The authors set out to determine the heterogeneity of the SARS-CoV-2 spike protein specific plasma cells in the bone marrow of human donors. They applied their previously described flow cytometry protocol for identification of immature and mature plasma cells based on CD19 expression (PMID 26187412). Using this system for defining plasma cell subsets, the authors sorted out plasma cells from human bone marrow aspirates. They focused on 3 populations that consist of 2 CD19+ subsets that are considered short-lived and 1 CD19- subset that they define as LLPC. Spike-specific plasma cells were compared to influenza-HA- and Tetanus toxoid-specific plasma cells. Their main conclusion is that IgG-secreting plasma cells specific to spike protein are largely absent from the putative LLPC population, which contrasts with both HA and tetanus toxoid. Notably, they observe a robust population of CD19+plasma cells specific to spike. The authors conclude that SARS-CoV-2 fails to induce LLPC by either infection or vaccination with mRNA vaccines.

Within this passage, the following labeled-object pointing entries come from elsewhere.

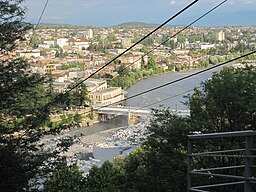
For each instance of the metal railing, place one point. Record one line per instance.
(246, 155)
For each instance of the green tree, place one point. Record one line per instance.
(78, 96)
(226, 102)
(104, 179)
(24, 109)
(65, 179)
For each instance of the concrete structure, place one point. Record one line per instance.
(29, 53)
(220, 36)
(62, 42)
(89, 33)
(126, 42)
(106, 96)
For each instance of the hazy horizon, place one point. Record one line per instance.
(102, 13)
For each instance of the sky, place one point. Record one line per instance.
(114, 12)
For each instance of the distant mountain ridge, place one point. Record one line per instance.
(135, 24)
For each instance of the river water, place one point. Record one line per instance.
(105, 141)
(175, 102)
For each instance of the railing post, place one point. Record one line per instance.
(189, 163)
(248, 172)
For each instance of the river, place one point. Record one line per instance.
(105, 140)
(175, 102)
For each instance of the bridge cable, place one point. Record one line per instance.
(184, 28)
(146, 36)
(60, 96)
(180, 79)
(38, 22)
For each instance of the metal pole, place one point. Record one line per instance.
(248, 174)
(189, 163)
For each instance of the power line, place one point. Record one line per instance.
(39, 20)
(182, 78)
(168, 98)
(60, 96)
(157, 28)
(199, 18)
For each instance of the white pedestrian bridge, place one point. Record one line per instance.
(126, 110)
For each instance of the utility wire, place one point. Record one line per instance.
(157, 28)
(39, 20)
(168, 98)
(199, 18)
(61, 96)
(182, 78)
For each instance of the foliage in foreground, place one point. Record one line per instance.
(225, 103)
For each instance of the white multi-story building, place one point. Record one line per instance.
(220, 36)
(62, 42)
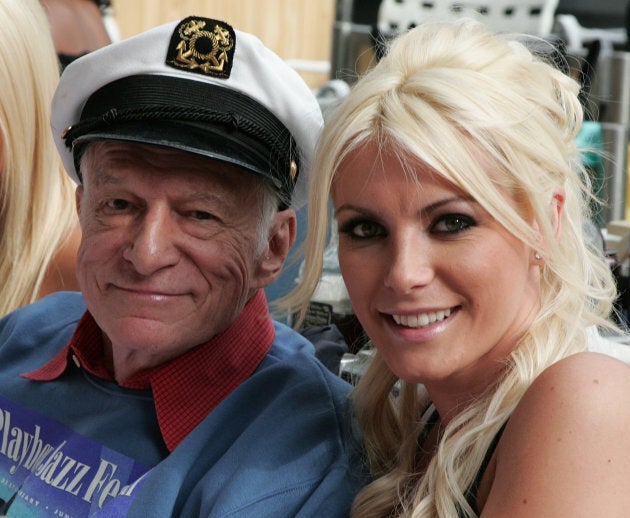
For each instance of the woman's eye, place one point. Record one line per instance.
(362, 229)
(452, 224)
(201, 215)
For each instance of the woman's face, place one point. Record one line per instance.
(441, 288)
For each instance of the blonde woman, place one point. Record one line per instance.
(457, 191)
(38, 223)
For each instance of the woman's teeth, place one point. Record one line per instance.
(421, 320)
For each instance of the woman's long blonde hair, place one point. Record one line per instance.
(464, 100)
(37, 209)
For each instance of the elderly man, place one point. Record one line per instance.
(165, 389)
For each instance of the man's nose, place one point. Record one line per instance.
(152, 244)
(410, 266)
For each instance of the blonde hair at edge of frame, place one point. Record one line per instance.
(449, 94)
(37, 208)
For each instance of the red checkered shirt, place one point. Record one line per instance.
(188, 388)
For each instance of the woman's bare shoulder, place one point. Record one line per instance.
(566, 449)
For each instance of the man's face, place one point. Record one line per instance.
(169, 254)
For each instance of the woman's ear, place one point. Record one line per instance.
(281, 238)
(78, 196)
(556, 207)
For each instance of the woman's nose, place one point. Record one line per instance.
(410, 266)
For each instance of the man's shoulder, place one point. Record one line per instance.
(293, 353)
(61, 306)
(50, 320)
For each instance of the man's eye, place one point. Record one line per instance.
(452, 224)
(201, 215)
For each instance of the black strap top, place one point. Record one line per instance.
(473, 489)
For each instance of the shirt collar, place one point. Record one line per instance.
(188, 388)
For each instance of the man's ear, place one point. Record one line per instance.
(556, 207)
(281, 238)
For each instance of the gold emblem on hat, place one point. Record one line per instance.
(202, 45)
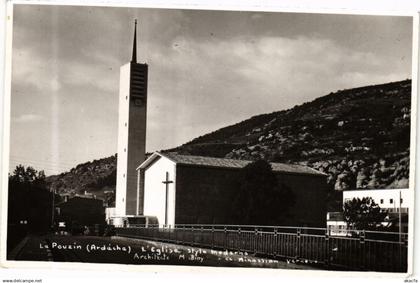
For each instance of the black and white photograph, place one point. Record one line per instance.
(210, 138)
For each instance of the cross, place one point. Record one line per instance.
(166, 182)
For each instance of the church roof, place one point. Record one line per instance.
(205, 161)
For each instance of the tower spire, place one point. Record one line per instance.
(134, 57)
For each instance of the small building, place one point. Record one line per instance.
(80, 211)
(186, 189)
(393, 201)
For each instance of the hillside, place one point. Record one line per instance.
(359, 137)
(97, 177)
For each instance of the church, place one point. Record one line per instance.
(187, 189)
(182, 189)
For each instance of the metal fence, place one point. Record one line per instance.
(363, 250)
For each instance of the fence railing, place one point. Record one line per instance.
(363, 250)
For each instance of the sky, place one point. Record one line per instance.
(207, 70)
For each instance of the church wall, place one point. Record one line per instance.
(310, 199)
(155, 190)
(204, 194)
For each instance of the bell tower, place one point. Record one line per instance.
(131, 133)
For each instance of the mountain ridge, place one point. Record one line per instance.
(359, 137)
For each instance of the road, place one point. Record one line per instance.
(133, 251)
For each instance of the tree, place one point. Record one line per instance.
(29, 199)
(260, 199)
(363, 214)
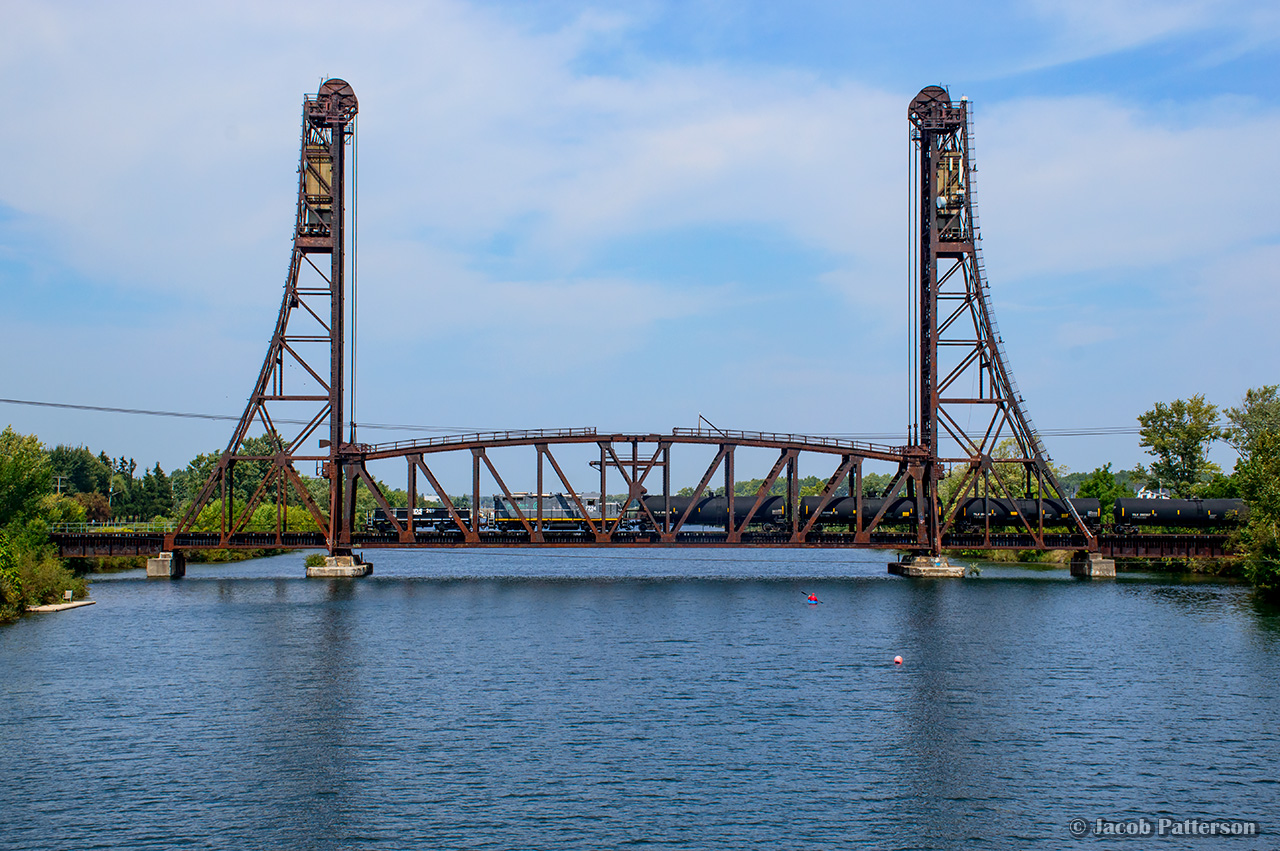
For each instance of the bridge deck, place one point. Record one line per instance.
(103, 544)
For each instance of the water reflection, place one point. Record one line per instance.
(417, 709)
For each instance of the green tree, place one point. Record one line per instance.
(1178, 437)
(1258, 412)
(1258, 476)
(83, 471)
(1101, 484)
(1253, 430)
(24, 475)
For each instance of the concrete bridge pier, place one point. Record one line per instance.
(167, 566)
(1092, 566)
(337, 567)
(927, 567)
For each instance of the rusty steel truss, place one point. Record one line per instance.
(963, 379)
(970, 416)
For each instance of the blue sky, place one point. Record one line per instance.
(627, 214)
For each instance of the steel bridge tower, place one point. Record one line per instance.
(307, 347)
(969, 417)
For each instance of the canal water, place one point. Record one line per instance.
(653, 699)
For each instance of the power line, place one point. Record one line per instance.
(1079, 431)
(187, 415)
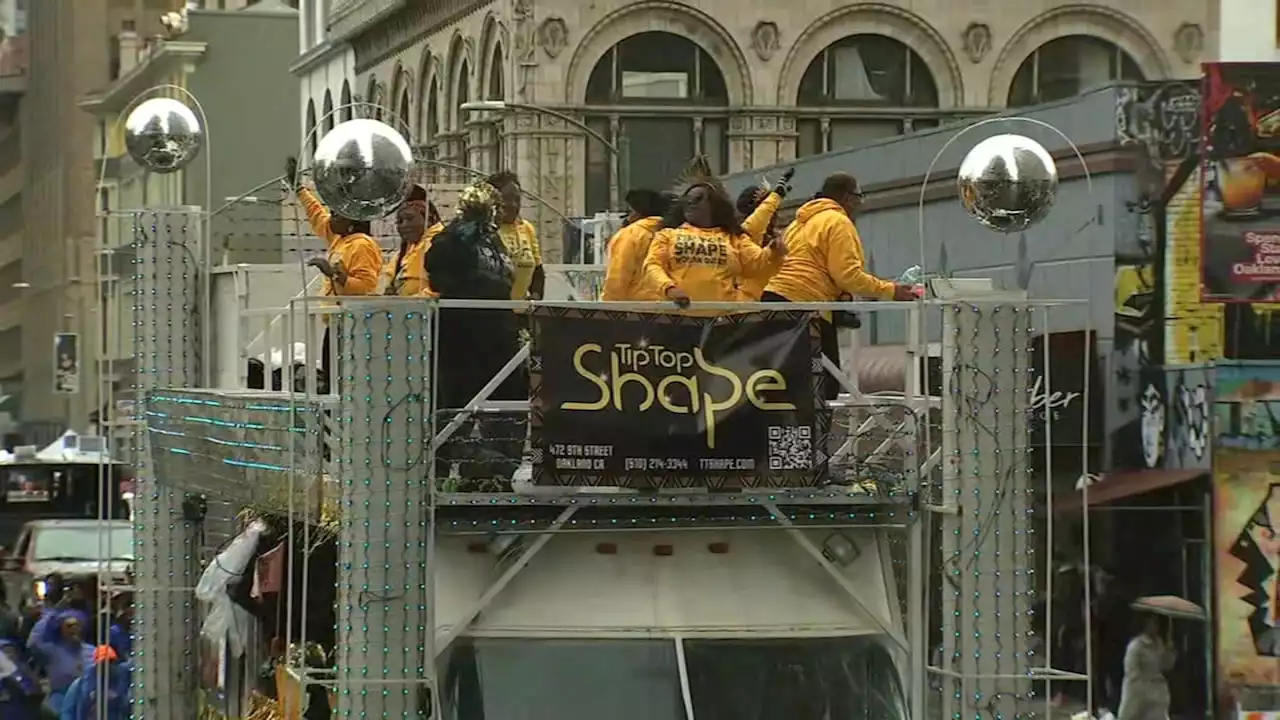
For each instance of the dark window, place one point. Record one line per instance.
(794, 679)
(525, 679)
(851, 86)
(497, 67)
(311, 127)
(654, 69)
(868, 71)
(346, 101)
(570, 679)
(1069, 65)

This study presents interesting findings that have implications for our understanding of how LLPCs are defined and how they are generated. However, the authors conclusions are entirely supported by their data. The authors themselves acknowledge some of the caveats in their discussion. For example, they note that they observe heterogeneity in the CD19+ bone marrow plasma cell population that could include LLPCs. Another issue is the small sample size and variability of timing throughout the study. It is difficult to design an ideal human study with a large sample size of volunteers willing to provide a bone marrow aspirate, but the low number of study participants makes some of the concluding statements too strong. The choice of influenza and tetanus toxoid as controls for LLPC is interesting considering that both are known to be relatively short-lived responses compared to other common vaccines. Additionally, these control antigens have to potential for repeated exposure throughout life, with Tetanus vaccination recommended every 10 years throughout adulthood and influenza vaccination recommended yearly with potential environmental exposure as well. A perhaps more compelling control would be vaccination against Yellow Fever due to the fact that it is not commonly provided in the United States, and it offers robust life-long immunity. This would provide a true primary immune response to compare to the novel coronavirus.
Overall, the data are very interesting and provide a valuable view into the phenotype of bone marrow plasma cells in response to SARS-CoV-2 immunization and infection. However, the variability of the sample collection and immunization/infection history make the sample size too small to support the strong conclusion that mRNA vaccines fail to generate LLPC.